Injured Veterens Hit the Water & Surf
CAMP PENDLETON ---- A thick scar runs from ankle to mid-thigh on Brice Brokaw's left leg.
The inch-wide mark is evidence of a surgeon's effort two years ago to harvest a donor blood vein in an effort to save Brokaw's right leg, which was mangled in a motorcycle accident.
The transplant worked, but the effort to save Brokaw's right leg failed, and the then-28-year-old Coast Guard fireman became "an above the knee amputee" who was later discharged from military service.
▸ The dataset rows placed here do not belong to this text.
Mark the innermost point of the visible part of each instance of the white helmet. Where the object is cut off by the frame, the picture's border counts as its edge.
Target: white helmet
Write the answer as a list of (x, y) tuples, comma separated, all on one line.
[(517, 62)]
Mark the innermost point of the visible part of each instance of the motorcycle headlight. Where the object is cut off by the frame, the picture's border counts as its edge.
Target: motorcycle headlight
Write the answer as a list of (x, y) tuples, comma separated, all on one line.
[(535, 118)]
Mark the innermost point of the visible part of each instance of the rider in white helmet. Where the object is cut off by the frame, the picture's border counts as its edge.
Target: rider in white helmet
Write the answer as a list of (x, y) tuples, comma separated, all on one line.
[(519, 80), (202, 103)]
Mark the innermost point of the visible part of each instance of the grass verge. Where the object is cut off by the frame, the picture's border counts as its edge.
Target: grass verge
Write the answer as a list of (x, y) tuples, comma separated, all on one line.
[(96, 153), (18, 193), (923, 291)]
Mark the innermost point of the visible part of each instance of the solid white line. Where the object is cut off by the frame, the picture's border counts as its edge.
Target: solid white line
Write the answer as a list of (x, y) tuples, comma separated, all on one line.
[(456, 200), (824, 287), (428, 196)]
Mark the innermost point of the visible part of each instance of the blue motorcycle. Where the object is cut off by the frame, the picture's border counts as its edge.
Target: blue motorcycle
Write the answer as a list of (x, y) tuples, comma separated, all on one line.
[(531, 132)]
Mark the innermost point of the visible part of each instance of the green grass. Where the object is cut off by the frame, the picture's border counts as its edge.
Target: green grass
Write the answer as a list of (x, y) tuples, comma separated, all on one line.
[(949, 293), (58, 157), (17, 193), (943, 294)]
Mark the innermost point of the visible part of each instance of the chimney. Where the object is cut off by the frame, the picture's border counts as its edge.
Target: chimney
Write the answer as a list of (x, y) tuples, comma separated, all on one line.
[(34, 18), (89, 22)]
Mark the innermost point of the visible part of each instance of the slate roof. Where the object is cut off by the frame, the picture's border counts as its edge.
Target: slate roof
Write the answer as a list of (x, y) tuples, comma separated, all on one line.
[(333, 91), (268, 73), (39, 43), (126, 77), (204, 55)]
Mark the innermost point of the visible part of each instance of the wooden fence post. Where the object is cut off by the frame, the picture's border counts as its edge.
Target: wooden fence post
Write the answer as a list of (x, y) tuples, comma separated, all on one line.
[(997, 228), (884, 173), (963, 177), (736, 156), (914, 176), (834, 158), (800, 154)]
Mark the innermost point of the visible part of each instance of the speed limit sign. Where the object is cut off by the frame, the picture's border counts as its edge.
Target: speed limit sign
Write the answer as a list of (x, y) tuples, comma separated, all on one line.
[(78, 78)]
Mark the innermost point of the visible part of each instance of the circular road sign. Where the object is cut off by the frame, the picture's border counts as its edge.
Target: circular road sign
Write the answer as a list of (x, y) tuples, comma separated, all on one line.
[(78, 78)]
Brokaw and 15 other current and former service members ---“ most of them amputees ---- were guests at an instructional surf camp Saturday at Camp Pendleton's San Onofre beach hosted by "Operation Amped," an organization that helps injured veterans learn adaptive sports.
"Before I was hurt, I used to surf, so this is another way for me to try and reclaim some of my old self and do some of the things I used to do," said Brokaw, who uses a "stiff peg leg" when he hits the waves.
"It's a lot harder to surf now though," Brokaw said. "I'm not supposed to use the leg that bends at the knee ---- it might get rusty or damaged ---- so essentially, I can only use one leg to jump up on the board once I catch a wave."
Army Sgt. Saul Martinez also used to surf. He who lost his lower left leg during a tour in Iraq when the HumVee he was riding in was hit by an improvised explosive device.
"It's a lot different now," Martinez said. "Even when I get up on the board, it still feels a little bit wobbly and unstable because I only have one foot that can grip."
Both men are patients of Dave Donaldson, a retired Navy corpsman and now a recreational therapist at the Balboa Naval Regional Medical Center in San Diego.
Donaldson said he tries to plan several different types of outings, mostly sports related, to help injured service members regain their mobility and to stay mentally sharp.
"Keeping these guys active is our main goal, because it's not good for them to just sit around," Donaldson said.
"We try to get them involved in surfing, hiking, and other different types of physical exercise ---- we try to pack a lot of activities into their lives ---- even filling their leisure time.
"We also tell them they have to learn to be able to live alone and take care of themselves. We teach them how to cook and iron, while we're teaching them how to rock climb.
"It's all in an effort to get these guys to fully re-engage their lives again."